Earlier this year,Salesforce chairman and CEO Marc Benioff revealed that his company spent about $3 million in 2015 to equalize compensation across the company, closing the tech giant’s gender pay gap.

Here’s a chart showing Salesforce’s workforce diversity (email subscribers click through for graph):

Salesforce diversity

Translation – The company still has a lot of work to do, but by changing the conversation to equality, not diversity, they’ve effectively changed how they’re measured by the outside world.

I’m not saying diversity hiring in tech isn’t important. I am saying that Salesforce is working towards a related, equally important goal and now will be considered in a different light than other major tech companies, whom I would expect will follow suit soon enough.

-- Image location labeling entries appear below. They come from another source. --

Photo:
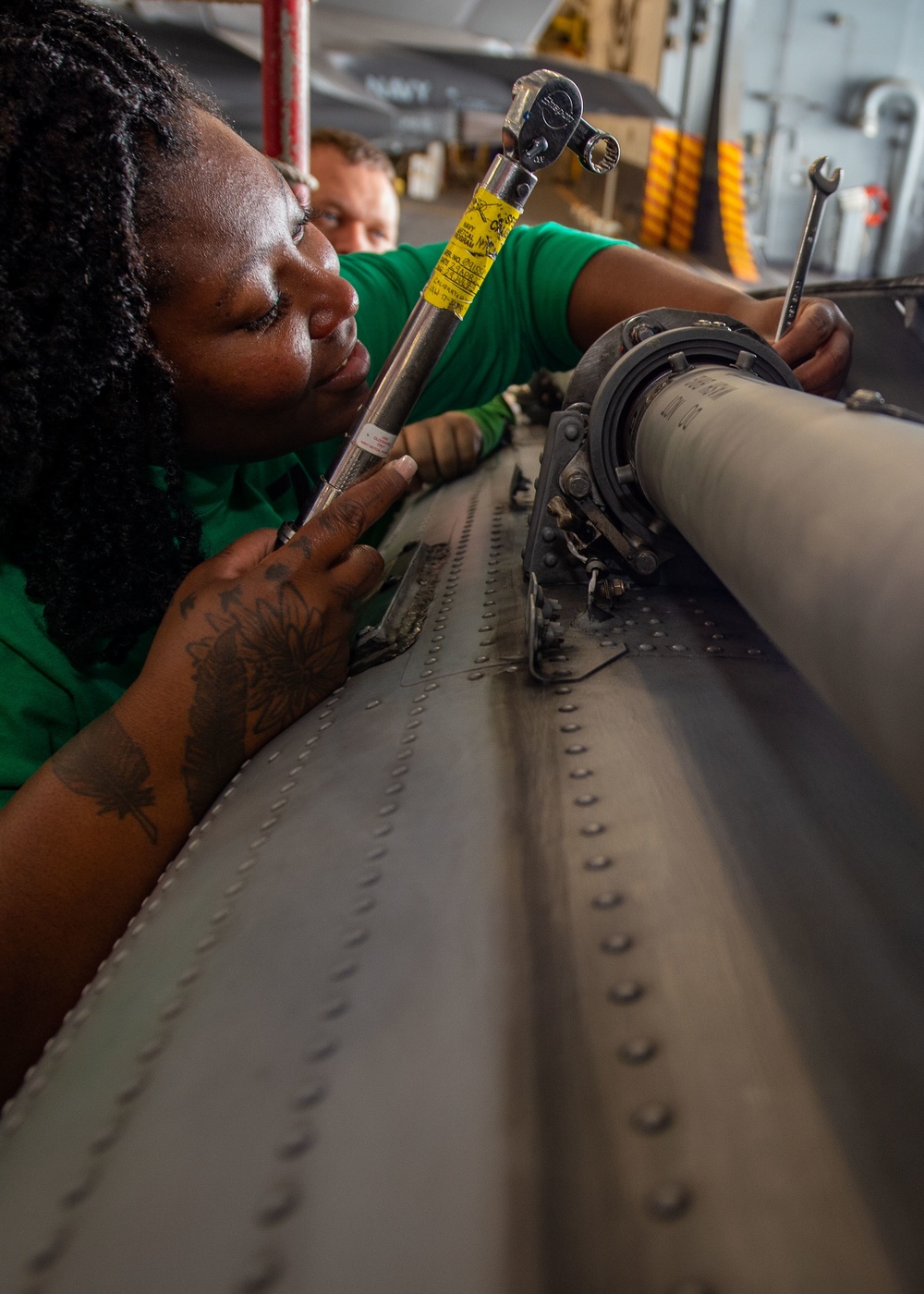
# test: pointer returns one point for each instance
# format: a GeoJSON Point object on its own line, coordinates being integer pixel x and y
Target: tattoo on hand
{"type": "Point", "coordinates": [216, 720]}
{"type": "Point", "coordinates": [270, 664]}
{"type": "Point", "coordinates": [103, 763]}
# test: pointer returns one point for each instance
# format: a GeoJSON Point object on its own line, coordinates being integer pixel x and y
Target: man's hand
{"type": "Point", "coordinates": [817, 347]}
{"type": "Point", "coordinates": [623, 281]}
{"type": "Point", "coordinates": [443, 448]}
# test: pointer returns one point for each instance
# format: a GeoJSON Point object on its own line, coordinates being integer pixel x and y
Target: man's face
{"type": "Point", "coordinates": [355, 206]}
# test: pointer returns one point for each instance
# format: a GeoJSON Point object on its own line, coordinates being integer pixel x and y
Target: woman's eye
{"type": "Point", "coordinates": [274, 314]}
{"type": "Point", "coordinates": [299, 232]}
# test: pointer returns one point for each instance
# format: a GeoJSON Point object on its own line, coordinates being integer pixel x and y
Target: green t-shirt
{"type": "Point", "coordinates": [517, 324]}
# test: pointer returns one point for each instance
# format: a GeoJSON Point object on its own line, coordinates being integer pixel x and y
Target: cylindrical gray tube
{"type": "Point", "coordinates": [813, 515]}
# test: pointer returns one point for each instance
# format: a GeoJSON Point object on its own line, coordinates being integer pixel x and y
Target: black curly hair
{"type": "Point", "coordinates": [88, 114]}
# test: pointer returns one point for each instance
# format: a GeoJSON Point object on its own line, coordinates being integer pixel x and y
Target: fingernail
{"type": "Point", "coordinates": [406, 465]}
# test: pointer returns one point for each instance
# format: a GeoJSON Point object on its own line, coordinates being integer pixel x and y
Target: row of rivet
{"type": "Point", "coordinates": [285, 1193]}
{"type": "Point", "coordinates": [43, 1259]}
{"type": "Point", "coordinates": [449, 591]}
{"type": "Point", "coordinates": [669, 1200]}
{"type": "Point", "coordinates": [714, 646]}
{"type": "Point", "coordinates": [490, 602]}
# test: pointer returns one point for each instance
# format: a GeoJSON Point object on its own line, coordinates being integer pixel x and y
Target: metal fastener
{"type": "Point", "coordinates": [626, 992]}
{"type": "Point", "coordinates": [651, 1117]}
{"type": "Point", "coordinates": [281, 1200]}
{"type": "Point", "coordinates": [310, 1095]}
{"type": "Point", "coordinates": [322, 1047]}
{"type": "Point", "coordinates": [637, 1051]}
{"type": "Point", "coordinates": [298, 1141]}
{"type": "Point", "coordinates": [669, 1201]}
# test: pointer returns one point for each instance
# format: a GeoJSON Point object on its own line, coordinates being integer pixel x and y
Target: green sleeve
{"type": "Point", "coordinates": [517, 324]}
{"type": "Point", "coordinates": [493, 421]}
{"type": "Point", "coordinates": [36, 717]}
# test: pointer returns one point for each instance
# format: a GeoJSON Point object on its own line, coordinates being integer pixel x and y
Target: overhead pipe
{"type": "Point", "coordinates": [286, 86]}
{"type": "Point", "coordinates": [869, 120]}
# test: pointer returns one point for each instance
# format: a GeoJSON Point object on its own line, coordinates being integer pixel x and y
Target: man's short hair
{"type": "Point", "coordinates": [354, 148]}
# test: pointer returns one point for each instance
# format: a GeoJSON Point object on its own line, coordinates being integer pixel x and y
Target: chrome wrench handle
{"type": "Point", "coordinates": [822, 188]}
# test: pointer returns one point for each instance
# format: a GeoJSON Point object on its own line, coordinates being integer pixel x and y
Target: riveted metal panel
{"type": "Point", "coordinates": [468, 983]}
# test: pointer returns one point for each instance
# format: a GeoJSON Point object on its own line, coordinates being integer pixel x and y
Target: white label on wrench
{"type": "Point", "coordinates": [374, 440]}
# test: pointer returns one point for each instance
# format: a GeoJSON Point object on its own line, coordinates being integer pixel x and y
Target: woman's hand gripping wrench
{"type": "Point", "coordinates": [543, 119]}
{"type": "Point", "coordinates": [822, 188]}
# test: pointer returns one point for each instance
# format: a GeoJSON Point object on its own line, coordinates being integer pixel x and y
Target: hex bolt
{"type": "Point", "coordinates": [297, 1141]}
{"type": "Point", "coordinates": [637, 1051]}
{"type": "Point", "coordinates": [310, 1095]}
{"type": "Point", "coordinates": [669, 1201]}
{"type": "Point", "coordinates": [652, 1117]}
{"type": "Point", "coordinates": [607, 899]}
{"type": "Point", "coordinates": [626, 992]}
{"type": "Point", "coordinates": [281, 1200]}
{"type": "Point", "coordinates": [645, 562]}
{"type": "Point", "coordinates": [578, 484]}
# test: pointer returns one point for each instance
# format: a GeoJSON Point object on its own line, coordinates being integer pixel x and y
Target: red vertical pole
{"type": "Point", "coordinates": [285, 81]}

If you can’t find enough diverse hires, it makes sense to ensure the ones you have (including women) are paid on equal footing to everyone else.

Then you obviously want to get your message out.

At Salesforce, that message includes the fact they’re changing the conversation from diversity to equality, with an emphasis on pay equity.

Again, I’m not saying either approach is right – but Salesforce has created a master stroke to relieve some of the diversity hiring pressure and is going all in, with first mover advantage and everything that comes with it.

I’m a cynic on most things.  Even the cynic in me has to respect how Salesforce is controlling the narrative here.